The Somerset County Prosecutor’s Office announced its results in a news release Friday, citing forensic evidence and a lengthy probe that included more than 180 interviews.
But it offered no conclusive motive to explain why Sheridan, described by family and friends as mild-mannered, would brutally stab his wife and kill himself.
‘Many possible scenarios and theories were considered,’ the prosecutor’s office said in a statement after months of virtual silence. The evidence ‘supports the conclusion that John Sheridan fatally stabbed Joyce Sheridan, set the fire, and committed suicide.’
The Story in Context: a Long History of Leadership and Governance Problems
We have often discussed bad leadership of health care organizations, and written a lot about the contrast between the munificent compensation paid to non-profit hospital CEOs and the lack of evidence justifying such pay. However, a murder-suicide allegedly perpetrated by the CEO of a large non-profit hospital system is way at the tail of the curve of questionable managerial behavior.

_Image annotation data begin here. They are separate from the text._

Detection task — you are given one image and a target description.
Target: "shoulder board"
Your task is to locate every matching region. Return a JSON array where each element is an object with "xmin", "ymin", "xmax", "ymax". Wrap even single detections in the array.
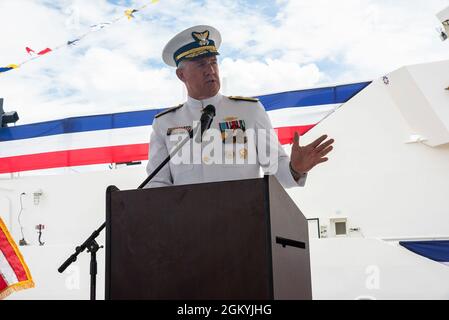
[
  {"xmin": 228, "ymin": 96, "xmax": 259, "ymax": 102},
  {"xmin": 154, "ymin": 103, "xmax": 184, "ymax": 118}
]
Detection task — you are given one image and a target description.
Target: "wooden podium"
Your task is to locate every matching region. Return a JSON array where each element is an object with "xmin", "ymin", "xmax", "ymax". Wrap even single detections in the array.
[{"xmin": 105, "ymin": 176, "xmax": 312, "ymax": 300}]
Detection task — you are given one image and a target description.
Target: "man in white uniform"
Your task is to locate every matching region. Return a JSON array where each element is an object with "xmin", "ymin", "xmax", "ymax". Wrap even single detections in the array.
[{"xmin": 146, "ymin": 25, "xmax": 334, "ymax": 188}]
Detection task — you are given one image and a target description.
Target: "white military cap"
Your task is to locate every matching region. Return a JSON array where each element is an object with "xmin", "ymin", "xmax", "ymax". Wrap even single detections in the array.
[{"xmin": 162, "ymin": 25, "xmax": 221, "ymax": 67}]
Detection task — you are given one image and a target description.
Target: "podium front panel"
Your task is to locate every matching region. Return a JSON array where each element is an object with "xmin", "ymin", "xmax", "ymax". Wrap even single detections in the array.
[{"xmin": 106, "ymin": 179, "xmax": 273, "ymax": 299}]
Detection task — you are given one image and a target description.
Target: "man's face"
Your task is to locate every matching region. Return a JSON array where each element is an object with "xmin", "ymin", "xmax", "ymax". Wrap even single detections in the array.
[{"xmin": 176, "ymin": 56, "xmax": 220, "ymax": 100}]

But it turns out that Cooper Health System has a very long record of leadership and governance troubles. The current chapter is the latest, and possibly most gruesome, in this sorry series. However, the context of this history has been lacking in the recent coverage, which has been so far limited to local media. The history deserves a more complete discussion, and maybe then it could lead to some reconsideration at least of this one institution’s leadership and governance, and perhaps the larger troubles in leadership and governance in health care.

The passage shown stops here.